Assistons-nous à un nouveau choc entre l’Occident et les démocraties autoritaires ? Comment sera-t-il possible de sortir de cette spirale négative ?

Jean-François Cervel : Il ne sera pas possible d’en sortir. Nous sommes dans une guerre de longue durée. Il y a désormais dans le monde un axe des totalitarismes qui a pour volonté d’abattre l’Occident en tant que puissance et en tant que système. Cet axe des totalitarismes risque d’être dominé de plus en plus clairement par l’oligarchie du Parti communiste chinois qui veut être la puissance dominante du monde en 2049. Nous sommes donc dans un conflit de systèmes. Il sera difficile de sortir de cette spirale-là et de trouver des arrangements. La dépendance de l’Europe à l’énergie, au gaz et au pétrole russes suscite l’inquiétude. Cela sera encore pire lorsqu’il faudra défaire les liens avec la Chine. Nous sommes actuellement totalement dépendants de nos ennemis. Que fait-on dans ce type de situation ? Des revirements stratégiques seront nécessaires.

Depuis le début de la guerre en Ukraine, une série de régimes autoritaires se rallient à la Chine et à la Russie. Un certain nombre de partis de gauche de pays d’Amérique Latine disent ouvertement qu’ils soutiennent la Russie par anti-impérialisme américain. Un basculement et des cristallisations ont été constatés en l’espace d’un mois depuis le début du conflit.
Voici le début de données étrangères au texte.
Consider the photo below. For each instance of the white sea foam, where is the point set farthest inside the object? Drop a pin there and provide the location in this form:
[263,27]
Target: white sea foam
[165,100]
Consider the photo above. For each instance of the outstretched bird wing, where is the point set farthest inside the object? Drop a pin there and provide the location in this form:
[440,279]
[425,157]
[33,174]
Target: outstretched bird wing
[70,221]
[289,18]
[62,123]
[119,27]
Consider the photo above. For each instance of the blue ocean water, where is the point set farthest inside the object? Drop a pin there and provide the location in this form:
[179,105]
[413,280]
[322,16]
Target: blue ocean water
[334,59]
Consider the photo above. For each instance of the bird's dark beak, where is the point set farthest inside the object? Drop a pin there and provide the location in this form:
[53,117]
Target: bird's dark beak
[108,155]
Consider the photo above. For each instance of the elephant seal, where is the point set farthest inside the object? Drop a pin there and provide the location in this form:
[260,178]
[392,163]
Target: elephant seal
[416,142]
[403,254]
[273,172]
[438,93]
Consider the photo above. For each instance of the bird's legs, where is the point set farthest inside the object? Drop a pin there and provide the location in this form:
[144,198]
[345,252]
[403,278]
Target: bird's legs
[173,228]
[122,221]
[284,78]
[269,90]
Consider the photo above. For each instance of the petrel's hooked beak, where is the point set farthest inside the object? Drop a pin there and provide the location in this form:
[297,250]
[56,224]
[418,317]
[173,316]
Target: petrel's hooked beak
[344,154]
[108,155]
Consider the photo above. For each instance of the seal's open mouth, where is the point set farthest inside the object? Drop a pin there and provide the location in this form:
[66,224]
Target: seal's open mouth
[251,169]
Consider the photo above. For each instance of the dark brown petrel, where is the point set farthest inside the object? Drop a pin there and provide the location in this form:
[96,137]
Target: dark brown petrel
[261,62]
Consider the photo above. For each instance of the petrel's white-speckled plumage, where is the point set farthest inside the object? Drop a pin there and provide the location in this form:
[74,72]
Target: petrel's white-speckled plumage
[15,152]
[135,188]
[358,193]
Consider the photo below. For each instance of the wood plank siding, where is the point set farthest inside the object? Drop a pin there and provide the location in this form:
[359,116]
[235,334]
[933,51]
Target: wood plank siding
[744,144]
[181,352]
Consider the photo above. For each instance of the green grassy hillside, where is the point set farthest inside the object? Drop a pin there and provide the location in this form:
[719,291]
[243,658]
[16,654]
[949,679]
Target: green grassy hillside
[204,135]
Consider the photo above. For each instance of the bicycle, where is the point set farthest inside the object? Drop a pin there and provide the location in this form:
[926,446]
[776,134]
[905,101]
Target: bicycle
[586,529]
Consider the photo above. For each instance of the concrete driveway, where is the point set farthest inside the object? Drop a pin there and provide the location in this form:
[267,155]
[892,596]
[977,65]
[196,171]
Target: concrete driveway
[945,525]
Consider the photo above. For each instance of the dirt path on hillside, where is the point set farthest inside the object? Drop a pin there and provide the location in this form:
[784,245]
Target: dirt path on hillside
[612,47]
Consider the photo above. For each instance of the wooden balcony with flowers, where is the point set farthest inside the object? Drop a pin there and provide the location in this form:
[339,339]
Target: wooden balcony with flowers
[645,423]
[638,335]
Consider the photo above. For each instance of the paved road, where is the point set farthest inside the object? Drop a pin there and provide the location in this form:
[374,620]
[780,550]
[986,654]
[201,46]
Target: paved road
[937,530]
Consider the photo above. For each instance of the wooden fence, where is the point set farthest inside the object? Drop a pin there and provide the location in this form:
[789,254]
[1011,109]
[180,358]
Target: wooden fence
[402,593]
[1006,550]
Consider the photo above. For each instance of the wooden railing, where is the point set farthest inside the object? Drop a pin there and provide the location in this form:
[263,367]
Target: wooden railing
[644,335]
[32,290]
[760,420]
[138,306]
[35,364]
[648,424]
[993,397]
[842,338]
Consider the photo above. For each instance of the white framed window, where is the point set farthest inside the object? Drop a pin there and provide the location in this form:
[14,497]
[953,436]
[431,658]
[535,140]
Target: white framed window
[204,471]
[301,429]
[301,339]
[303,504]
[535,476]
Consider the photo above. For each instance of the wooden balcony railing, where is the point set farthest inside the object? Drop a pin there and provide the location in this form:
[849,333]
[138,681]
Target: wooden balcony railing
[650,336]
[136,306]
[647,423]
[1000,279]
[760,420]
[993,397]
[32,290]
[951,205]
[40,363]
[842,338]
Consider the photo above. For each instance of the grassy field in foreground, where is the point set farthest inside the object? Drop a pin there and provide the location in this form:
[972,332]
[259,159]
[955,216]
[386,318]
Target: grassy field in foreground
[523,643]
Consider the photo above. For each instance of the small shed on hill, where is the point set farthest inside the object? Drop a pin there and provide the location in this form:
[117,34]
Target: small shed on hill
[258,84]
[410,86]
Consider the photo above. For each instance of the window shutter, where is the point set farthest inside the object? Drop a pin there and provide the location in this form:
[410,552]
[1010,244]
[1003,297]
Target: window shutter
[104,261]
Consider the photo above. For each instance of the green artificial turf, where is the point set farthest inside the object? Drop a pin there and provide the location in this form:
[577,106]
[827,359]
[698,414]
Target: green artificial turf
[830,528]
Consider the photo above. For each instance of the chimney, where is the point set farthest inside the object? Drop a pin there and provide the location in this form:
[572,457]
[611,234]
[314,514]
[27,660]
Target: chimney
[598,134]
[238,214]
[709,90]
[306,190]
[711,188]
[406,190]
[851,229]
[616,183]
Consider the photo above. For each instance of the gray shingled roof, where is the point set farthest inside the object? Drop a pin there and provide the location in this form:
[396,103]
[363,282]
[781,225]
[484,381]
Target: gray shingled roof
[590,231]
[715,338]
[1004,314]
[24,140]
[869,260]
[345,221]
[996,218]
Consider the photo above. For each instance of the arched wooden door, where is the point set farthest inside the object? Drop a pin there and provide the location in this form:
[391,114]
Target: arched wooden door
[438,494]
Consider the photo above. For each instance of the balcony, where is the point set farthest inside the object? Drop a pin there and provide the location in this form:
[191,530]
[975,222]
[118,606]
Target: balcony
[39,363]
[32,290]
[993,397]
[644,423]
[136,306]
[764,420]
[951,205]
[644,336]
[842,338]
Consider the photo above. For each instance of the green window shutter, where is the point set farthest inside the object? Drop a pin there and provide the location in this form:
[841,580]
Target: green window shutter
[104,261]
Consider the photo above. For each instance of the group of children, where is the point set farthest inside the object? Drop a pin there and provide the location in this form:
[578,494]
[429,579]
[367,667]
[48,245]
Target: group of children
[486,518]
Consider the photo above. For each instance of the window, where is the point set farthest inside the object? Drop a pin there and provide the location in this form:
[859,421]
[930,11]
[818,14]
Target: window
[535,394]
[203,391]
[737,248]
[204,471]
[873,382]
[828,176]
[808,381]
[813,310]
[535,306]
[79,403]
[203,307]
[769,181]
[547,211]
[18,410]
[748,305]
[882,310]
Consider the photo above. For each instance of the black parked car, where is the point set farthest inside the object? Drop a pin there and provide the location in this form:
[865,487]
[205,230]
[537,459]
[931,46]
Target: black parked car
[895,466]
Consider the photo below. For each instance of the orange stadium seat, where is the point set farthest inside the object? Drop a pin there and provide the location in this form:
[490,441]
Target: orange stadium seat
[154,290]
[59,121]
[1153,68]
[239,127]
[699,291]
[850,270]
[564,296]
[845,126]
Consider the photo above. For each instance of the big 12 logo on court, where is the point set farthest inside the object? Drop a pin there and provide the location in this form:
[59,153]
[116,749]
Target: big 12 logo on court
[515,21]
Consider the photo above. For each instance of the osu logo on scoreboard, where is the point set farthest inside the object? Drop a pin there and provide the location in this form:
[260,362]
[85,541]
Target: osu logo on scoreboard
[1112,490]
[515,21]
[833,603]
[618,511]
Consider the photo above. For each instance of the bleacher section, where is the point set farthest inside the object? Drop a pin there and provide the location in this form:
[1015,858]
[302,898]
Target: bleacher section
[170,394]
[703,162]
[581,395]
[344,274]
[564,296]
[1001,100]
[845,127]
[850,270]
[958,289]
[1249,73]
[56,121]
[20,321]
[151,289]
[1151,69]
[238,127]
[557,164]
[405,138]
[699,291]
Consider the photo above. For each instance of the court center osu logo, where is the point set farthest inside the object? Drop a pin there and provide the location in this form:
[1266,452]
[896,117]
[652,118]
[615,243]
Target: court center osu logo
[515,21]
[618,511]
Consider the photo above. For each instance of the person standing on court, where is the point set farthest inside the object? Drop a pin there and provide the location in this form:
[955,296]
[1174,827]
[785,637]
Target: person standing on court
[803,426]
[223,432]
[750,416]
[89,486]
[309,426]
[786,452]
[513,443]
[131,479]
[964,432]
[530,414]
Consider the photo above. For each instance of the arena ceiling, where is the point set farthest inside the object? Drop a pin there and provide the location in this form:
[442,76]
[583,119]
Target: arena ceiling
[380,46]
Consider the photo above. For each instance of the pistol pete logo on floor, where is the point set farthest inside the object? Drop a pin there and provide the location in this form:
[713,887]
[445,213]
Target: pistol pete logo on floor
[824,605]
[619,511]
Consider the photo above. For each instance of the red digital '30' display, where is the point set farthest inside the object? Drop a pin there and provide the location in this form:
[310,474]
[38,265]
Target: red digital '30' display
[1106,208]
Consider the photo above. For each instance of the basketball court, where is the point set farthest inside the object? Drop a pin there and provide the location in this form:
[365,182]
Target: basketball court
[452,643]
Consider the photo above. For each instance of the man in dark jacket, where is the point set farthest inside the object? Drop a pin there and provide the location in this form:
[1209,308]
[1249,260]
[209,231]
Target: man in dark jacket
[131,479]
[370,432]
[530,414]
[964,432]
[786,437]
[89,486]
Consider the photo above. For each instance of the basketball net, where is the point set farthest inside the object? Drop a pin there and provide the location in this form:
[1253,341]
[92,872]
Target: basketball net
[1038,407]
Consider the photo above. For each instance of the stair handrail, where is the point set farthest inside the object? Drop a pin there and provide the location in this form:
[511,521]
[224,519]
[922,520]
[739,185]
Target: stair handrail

Vladimir Poutine est sorti du bois avec cette guerre en Ukraine. Le conflit était larvé. Il y avait des cyberattaques, un espionnage industriel, des réseaux d’influence, de la corruption par l’argent russe et chinois. Le conflit était souterrain et engagé depuis des années. Maintenant, il faut prendre la mesure de ce conflit ouvert et de ce que vont être les conséquences de ce conflit ouvert pour nos systèmes. L’impact économique sera redoutable sur les questions du gaz et du rouble. L’avenir politique peut aussi être déterminant. Si Donald Trump revenait au pouvoir lors des futurs scrutins aux Etats-Unis ou qu’un candidat aux idées similaires l’emporte, le basculement serait total. Il n’y aura presque plus personne pour défendre la démocratie libérale. Nous serons revenus à une logique d’affrontements de puissances exclusives et donc d’identitarisme, ce que souhaitent les Chinois et les Russes.